A man holds a sign that reads “IMF (International Monetary Fund) = Hunger” during a protest against a cost increase in public and utility services in Buenos Aires, Argentina, January 10, 2019. REUTERS/Marcos Brindicci
LIMA (Reuters) – Thousands of Argentines marched through downtown Buenos Aires on Thursday in the first of a series of demonstrations to protest the soaring costs of public utilities and transportation under President Mauricio Macri’s austerity program.
Macri has slashed government subsidies for public utilities to reduce the country’s chronic fiscal deficit, pushing electricity and gas rates up more 2,000 percent since the start of his term, local media have estimated.
“The only way to stop this is to peacefully protest,” union leader Pablo Micheli said on local TV channel America TV.
Inflation neared 50 percent and the peso lost close to 50 percent of its value against the dollar last year. The IMF announced a $50 billion lifeline for Argentina in June.

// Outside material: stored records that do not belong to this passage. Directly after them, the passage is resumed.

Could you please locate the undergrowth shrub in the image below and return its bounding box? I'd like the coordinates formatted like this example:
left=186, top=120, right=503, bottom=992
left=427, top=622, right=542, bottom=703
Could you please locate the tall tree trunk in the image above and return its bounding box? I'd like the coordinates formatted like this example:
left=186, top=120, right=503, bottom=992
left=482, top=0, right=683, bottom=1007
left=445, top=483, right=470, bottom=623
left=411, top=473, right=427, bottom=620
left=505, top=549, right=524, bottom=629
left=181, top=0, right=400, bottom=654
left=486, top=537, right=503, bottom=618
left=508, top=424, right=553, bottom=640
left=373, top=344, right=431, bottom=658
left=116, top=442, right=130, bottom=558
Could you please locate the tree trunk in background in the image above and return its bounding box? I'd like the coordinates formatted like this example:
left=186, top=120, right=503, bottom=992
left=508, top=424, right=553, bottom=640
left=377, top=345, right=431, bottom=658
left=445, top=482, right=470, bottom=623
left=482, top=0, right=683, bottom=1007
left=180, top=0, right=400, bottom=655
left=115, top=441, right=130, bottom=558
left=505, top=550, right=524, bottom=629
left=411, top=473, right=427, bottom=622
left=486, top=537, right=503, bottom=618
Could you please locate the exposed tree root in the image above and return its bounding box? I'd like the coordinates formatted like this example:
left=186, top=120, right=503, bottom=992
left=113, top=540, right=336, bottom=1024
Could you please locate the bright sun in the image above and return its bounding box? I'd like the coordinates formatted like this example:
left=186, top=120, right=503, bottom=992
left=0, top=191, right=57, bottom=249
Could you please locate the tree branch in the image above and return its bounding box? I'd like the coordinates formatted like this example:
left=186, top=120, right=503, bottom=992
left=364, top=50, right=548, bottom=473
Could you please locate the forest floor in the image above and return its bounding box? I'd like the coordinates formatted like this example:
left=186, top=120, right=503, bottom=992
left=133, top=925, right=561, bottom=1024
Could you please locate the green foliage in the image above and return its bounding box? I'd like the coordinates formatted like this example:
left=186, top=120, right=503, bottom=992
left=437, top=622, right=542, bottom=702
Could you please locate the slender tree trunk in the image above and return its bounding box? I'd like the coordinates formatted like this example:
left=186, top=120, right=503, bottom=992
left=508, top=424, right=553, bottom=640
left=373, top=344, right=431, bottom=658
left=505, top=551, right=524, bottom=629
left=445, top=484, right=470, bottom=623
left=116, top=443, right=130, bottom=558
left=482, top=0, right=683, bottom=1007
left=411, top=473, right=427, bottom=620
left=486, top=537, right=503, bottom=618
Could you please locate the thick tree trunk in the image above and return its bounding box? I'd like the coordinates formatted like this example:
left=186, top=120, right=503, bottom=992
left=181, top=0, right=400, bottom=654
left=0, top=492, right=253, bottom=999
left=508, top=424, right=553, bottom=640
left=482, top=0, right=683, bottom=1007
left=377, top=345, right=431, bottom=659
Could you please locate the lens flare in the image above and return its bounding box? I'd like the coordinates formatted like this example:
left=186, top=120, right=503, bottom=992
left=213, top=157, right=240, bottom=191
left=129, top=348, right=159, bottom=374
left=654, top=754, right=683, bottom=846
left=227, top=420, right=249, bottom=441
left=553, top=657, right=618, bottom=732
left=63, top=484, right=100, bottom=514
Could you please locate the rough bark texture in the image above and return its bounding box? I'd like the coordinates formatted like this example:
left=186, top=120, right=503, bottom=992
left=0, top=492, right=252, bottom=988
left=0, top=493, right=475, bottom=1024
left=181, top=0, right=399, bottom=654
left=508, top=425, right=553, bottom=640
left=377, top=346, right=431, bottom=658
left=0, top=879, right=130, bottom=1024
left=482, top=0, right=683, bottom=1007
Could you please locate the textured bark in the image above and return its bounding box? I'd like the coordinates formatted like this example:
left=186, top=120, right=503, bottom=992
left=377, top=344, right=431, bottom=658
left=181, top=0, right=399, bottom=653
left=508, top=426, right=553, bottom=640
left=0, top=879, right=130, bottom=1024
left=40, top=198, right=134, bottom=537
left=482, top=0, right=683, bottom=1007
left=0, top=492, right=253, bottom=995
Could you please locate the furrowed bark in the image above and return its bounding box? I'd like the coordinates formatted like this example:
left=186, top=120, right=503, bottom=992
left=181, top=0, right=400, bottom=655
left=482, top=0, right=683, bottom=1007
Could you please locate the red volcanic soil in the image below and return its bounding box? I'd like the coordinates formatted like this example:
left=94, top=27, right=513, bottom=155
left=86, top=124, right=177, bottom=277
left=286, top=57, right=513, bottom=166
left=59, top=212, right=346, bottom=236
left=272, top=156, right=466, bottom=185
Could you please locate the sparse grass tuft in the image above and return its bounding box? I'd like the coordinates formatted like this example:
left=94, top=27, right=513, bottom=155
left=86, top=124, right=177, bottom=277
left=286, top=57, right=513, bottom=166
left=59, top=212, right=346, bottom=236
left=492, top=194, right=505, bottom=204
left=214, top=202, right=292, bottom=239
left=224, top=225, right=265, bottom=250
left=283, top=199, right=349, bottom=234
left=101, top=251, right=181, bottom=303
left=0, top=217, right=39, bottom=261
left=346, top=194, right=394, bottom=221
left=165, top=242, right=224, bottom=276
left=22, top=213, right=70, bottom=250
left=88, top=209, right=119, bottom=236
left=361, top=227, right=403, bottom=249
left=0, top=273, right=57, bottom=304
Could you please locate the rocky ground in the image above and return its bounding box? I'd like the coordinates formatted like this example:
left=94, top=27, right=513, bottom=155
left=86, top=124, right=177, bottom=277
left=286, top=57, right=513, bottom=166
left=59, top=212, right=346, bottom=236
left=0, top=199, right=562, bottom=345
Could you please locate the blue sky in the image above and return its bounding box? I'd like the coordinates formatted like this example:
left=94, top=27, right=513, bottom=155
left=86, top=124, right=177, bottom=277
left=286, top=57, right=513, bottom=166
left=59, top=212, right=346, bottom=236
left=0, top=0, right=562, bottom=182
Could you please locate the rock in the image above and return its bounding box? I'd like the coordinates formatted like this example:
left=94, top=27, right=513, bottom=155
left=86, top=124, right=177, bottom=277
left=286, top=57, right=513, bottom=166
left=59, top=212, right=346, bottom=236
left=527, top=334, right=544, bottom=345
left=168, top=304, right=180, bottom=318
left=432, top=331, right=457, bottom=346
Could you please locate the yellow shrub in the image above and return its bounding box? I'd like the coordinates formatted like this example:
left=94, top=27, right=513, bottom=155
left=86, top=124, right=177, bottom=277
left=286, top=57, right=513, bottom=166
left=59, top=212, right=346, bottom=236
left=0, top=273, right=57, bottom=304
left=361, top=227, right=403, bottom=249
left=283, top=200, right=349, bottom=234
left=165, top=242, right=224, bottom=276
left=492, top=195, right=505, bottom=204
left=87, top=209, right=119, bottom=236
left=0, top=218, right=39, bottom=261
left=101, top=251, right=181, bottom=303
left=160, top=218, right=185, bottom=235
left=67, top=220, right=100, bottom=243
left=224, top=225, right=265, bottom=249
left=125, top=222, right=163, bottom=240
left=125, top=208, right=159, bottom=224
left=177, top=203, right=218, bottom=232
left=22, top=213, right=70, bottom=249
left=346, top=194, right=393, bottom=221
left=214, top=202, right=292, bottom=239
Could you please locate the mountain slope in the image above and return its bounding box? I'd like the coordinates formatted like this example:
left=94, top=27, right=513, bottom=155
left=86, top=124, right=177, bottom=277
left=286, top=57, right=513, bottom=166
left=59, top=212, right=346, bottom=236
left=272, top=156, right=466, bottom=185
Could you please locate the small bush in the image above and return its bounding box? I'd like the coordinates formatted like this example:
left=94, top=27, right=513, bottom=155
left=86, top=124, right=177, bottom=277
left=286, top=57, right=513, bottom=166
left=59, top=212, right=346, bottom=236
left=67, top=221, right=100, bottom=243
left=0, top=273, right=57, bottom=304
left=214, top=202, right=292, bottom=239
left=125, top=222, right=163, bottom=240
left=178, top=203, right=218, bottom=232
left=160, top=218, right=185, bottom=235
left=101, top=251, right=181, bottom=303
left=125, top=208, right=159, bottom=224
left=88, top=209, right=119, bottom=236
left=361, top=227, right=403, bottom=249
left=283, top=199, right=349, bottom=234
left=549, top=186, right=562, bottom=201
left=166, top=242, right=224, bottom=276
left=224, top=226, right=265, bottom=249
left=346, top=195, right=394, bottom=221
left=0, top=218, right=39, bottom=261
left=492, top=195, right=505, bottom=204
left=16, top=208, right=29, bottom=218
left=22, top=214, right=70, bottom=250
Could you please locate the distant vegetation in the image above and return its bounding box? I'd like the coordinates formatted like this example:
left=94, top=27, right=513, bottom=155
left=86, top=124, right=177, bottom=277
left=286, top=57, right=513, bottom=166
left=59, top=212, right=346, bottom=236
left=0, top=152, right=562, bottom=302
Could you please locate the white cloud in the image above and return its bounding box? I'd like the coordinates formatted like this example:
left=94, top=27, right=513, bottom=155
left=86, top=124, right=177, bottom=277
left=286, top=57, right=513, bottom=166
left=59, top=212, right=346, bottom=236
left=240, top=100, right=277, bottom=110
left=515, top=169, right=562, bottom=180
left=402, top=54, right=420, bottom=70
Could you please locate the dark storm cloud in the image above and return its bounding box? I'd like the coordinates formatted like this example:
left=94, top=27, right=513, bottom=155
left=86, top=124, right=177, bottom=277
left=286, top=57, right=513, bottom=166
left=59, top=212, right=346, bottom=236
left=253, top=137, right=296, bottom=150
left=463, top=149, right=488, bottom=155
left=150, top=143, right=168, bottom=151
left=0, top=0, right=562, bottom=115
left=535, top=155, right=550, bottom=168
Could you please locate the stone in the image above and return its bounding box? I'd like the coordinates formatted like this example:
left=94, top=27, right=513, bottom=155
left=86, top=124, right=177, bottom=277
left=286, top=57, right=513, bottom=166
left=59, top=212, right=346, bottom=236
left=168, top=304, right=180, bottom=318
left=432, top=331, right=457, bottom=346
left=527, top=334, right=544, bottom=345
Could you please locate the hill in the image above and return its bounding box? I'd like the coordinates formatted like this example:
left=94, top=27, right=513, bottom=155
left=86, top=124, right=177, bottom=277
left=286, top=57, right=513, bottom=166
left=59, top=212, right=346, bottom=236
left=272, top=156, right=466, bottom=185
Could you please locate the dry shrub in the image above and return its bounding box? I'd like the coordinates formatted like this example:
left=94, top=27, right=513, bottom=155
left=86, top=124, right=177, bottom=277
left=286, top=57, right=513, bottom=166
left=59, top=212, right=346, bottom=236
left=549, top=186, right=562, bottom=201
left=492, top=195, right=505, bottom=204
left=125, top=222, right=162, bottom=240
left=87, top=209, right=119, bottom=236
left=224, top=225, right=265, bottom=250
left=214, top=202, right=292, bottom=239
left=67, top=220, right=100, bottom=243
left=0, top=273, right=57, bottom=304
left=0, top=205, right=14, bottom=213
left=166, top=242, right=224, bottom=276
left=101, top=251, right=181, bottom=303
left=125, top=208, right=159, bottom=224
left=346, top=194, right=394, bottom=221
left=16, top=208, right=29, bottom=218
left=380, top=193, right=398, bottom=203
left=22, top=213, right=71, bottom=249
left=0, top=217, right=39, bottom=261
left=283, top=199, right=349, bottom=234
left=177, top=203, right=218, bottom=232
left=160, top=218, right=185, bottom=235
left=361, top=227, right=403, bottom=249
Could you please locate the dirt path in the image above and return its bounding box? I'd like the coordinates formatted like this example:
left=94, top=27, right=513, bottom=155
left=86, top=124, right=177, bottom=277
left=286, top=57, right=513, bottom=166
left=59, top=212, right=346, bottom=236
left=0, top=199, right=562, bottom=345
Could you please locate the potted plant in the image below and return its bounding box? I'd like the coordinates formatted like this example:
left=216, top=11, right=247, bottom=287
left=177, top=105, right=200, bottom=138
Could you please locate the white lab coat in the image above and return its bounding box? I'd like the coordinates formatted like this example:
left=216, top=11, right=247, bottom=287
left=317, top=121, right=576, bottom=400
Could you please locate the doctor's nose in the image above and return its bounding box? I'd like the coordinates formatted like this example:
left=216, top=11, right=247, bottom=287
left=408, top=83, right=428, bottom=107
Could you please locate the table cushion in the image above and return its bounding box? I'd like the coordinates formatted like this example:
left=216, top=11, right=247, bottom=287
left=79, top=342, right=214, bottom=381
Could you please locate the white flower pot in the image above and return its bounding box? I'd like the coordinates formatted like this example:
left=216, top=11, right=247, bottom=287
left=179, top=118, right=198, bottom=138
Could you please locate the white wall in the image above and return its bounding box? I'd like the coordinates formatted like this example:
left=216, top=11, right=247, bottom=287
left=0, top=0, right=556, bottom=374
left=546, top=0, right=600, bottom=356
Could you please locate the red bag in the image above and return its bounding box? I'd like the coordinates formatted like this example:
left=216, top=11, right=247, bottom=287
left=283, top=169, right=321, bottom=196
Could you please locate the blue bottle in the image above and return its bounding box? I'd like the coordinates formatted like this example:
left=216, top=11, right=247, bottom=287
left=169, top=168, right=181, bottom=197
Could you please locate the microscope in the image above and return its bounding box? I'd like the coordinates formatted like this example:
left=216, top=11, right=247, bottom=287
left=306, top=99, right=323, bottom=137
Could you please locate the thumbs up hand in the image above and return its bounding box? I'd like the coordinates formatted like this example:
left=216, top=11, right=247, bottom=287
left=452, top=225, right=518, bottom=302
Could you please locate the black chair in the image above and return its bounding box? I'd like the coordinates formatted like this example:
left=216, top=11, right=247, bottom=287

The crisis has dimmed Macri’s chances of being re-elected in an election scheduled for the last quarter of the year.
Protesters on Thursday carried effigies of Macri and signs that read “Enough of the Macri/IMF austerity program” as they marched past the city’s obelisk monument toward Congress.
A union of truck drivers and a federation of workers’ unions organized the protests, which are scheduled to be held every Thursday through the first week in February. Members of leftist political parties and independent Argentines have joined in.